Reproducibility¶

If you are using ESGF data in an analysis publication, the journal to which you are submitting may require that you provide data citations or availability. While we are working on improving this in ESGF, we also wanted to highlight the current functionality. Consider the following query assumed to be used in an unspecified analysis. For comparison, we will print the underlying dataframe to show the results of the search.

cat = ESGFCatalog().search(
    experiment_id="historical",
    source_id="CanESM5",
    variable_id=["gpp", "tas", "nbp"],
    variant_label=["r1i1p1f1"],
    frequency="mon",
)
cat.df

	table_id	experiment_id	institution_id	variable_id	datetime_start	activity_drs	version	member_id	source_id	datetime_stop	grid_label	mip_era	project	id
0	Amon	historical	CCCma	tas	1850-01-16T12:00:00Z	CMIP	20190429	r1i1p1f1	CanESM5	2014-12-16T12:00:00Z	gn	CMIP6	CMIP6	[CMIP6.CMIP.CCCma.CanESM5.historical.r1i1p1f1....
1	Lmon	historical	CCCma	nbp	1850-01-16T12:00:00Z	CMIP	20190429	r1i1p1f1	CanESM5	2014-12-16T12:00:00Z	gn	CMIP6	CMIP6	[CMIP6.CMIP.CCCma.CanESM5.historical.r1i1p1f1....
2	Lmon	historical	CCCma	gpp	1850-01-16T12:00:00Z	CMIP	20190429	r1i1p1f1	CanESM5	2014-12-16T12:00:00Z	gn	CMIP6	CMIP6	[CMIP6.CMIP.CCCma.CanESM5.historical.r1i1p1f1....

In the course of the analysis, you would download the datasets into a dictionary.

dsd = cat.to_dataset_dict(add_measures=False)

Then you may loop through the datasets and pull out the tracking_id from the global attributes of each dataset.

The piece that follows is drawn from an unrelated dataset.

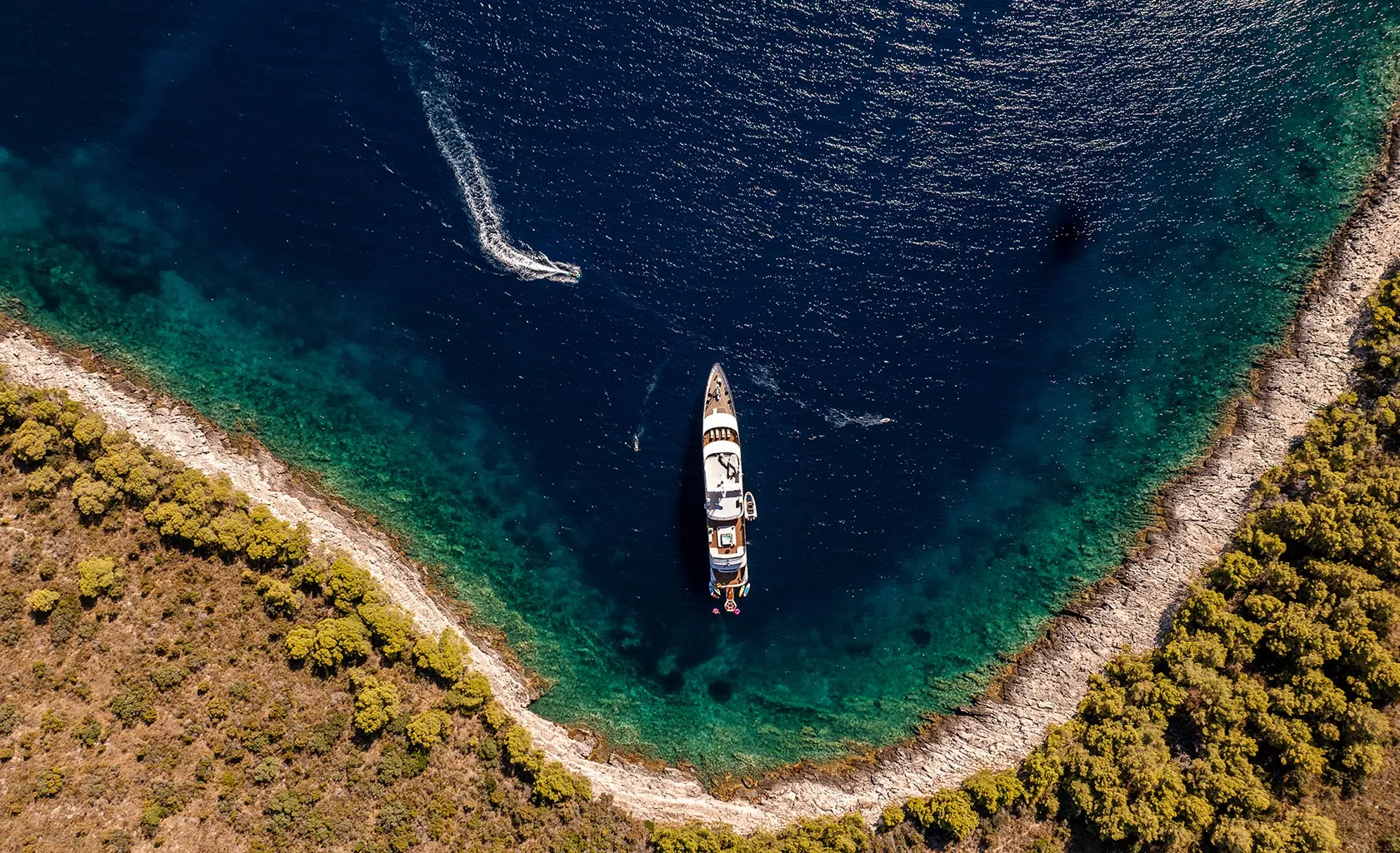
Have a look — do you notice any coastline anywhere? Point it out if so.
[0,112,1400,832]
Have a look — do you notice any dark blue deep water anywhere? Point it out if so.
[0,0,1400,772]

tracking_ids = [ds.tracking_id for _,ds in dsd.items()]
for tracking_id in tracking_ids:
    print(tracking_id)

hdl:21.14100/387658c8-f085-4ab8-995c-def848e7d856
hdl:21.14100/872062df-acae-499b-aa0f-9eaca7681abc
hdl:21.14100/52656bcc-3758-463b-964f-ef8863a6424a

The tracking_id is similar to a digital object identifier (DOI) and can be provided in some form in your paper or supplemental material to be precise about what ESGF data you used. If you have a list of tracking_ids, then you can pass them into from_tracking_ids() to reproduce the catalog.

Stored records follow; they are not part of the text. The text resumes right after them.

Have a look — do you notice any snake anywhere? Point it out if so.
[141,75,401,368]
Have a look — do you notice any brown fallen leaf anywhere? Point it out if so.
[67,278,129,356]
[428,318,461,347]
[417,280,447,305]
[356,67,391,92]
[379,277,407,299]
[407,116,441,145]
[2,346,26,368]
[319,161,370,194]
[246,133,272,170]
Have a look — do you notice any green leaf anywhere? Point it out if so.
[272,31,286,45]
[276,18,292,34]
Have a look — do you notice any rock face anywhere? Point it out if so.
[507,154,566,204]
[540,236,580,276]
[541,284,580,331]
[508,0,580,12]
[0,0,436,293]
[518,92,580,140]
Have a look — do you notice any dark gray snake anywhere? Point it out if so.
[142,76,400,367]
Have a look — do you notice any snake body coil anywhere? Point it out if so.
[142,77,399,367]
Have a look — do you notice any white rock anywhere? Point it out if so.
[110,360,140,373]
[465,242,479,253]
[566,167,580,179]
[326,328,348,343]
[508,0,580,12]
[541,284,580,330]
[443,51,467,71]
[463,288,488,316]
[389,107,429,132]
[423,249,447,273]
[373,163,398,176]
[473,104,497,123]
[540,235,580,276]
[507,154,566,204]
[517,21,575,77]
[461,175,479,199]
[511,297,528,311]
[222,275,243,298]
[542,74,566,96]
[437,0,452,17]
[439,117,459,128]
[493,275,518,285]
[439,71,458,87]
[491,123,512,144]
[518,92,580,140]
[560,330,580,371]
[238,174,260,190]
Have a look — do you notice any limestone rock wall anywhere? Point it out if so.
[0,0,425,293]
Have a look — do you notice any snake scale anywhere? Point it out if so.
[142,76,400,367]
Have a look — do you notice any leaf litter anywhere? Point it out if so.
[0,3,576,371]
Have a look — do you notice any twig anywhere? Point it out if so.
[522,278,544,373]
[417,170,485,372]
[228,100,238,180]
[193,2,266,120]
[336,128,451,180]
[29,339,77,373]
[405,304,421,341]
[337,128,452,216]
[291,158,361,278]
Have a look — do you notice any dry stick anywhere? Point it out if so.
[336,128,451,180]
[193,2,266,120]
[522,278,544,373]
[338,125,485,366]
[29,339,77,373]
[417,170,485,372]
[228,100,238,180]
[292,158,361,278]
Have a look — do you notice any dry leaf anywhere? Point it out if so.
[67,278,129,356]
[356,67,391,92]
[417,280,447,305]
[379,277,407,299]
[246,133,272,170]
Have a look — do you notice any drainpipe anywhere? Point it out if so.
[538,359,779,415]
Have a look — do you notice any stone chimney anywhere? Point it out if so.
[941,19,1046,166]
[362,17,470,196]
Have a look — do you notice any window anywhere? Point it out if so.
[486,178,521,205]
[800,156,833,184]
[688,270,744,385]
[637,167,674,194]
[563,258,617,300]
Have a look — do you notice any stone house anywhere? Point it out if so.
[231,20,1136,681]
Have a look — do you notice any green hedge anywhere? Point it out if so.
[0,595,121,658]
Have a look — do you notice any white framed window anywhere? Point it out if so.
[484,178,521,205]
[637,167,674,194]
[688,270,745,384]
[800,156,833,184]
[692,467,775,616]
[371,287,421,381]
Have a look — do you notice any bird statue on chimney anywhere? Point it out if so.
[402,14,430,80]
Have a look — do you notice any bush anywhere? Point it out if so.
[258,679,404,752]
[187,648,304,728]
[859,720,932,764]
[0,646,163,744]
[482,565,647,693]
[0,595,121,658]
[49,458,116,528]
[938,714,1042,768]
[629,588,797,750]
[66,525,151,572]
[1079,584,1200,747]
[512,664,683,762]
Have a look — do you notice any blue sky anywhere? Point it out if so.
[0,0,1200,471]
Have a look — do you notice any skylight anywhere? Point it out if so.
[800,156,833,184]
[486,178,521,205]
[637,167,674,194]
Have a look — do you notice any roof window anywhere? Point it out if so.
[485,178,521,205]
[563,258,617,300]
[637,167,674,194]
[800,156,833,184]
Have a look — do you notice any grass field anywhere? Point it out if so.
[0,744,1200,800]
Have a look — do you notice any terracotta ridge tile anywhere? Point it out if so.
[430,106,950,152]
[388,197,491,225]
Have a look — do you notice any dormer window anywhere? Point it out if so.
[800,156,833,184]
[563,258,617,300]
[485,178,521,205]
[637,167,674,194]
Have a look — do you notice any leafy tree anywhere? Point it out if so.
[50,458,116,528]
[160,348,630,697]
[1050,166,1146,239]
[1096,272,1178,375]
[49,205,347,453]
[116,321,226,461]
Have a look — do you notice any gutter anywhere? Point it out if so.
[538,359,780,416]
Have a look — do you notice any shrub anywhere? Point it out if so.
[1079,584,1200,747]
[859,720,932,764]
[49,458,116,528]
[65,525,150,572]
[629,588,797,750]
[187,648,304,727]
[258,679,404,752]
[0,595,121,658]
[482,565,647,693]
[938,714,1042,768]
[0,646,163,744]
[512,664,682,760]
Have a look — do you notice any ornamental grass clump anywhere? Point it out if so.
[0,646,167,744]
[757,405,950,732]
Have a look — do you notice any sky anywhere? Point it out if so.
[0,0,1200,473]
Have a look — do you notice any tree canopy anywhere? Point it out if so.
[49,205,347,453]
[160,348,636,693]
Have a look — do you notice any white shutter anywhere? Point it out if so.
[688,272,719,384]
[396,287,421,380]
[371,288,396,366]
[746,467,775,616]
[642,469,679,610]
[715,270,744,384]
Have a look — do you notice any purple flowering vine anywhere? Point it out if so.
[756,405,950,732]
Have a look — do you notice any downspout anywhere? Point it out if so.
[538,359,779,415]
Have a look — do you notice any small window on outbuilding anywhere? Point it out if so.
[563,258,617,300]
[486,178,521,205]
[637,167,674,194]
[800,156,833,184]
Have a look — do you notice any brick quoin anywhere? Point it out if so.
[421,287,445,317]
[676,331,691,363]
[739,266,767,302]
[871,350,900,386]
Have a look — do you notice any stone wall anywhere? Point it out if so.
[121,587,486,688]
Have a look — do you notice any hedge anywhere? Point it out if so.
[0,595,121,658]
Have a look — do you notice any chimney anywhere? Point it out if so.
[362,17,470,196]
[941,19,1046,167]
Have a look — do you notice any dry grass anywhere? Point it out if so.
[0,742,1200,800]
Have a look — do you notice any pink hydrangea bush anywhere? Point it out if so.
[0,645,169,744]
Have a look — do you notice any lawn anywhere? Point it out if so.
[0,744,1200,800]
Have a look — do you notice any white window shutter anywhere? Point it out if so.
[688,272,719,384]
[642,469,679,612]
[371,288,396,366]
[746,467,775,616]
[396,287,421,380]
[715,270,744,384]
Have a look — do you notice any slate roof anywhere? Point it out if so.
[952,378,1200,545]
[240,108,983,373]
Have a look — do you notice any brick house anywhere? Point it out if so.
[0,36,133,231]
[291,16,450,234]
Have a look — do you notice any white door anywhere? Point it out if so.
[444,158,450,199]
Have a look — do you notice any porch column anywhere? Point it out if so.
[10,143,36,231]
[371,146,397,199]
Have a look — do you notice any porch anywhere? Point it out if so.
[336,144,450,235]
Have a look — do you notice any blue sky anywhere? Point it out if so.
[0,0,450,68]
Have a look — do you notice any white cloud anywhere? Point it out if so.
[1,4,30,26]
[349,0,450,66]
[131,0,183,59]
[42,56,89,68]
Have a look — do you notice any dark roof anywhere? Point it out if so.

new_cat = ESGFCatalog().from_tracking_ids(tracking_ids)
new_cat.df

	table_id	experiment_id	institution_id	variable_id	activity_drs	version	member_id	source_id	grid_label	mip_era	project	id
0	Lmon	historical	CCCma	gpp	CMIP	1	r1i1p1f1	CanESM5	gn	CMIP6	CMIP6	[CMIP6.CMIP.CCCma.CanESM5.historical.r1i1p1f1....
1	Amon	historical	CCCma	tas	CMIP	1	r1i1p1f1	CanESM5	gn	CMIP6	CMIP6	[CMIP6.CMIP.CCCma.CanESM5.historical.r1i1p1f1....
2	Lmon	historical	CCCma	nbp	CMIP	1	r1i1p1f1	CanESM5	gn	CMIP6	CMIP6	[CMIP6.CMIP.CCCma.CanESM5.historical.r1i1p1f1....

If you visually compare cat with new_cat you will see that they are the same. From here you may interact with the new catalog and recover the data you used if needed. This can also be used to quickly communicate the colleagues which data should be used.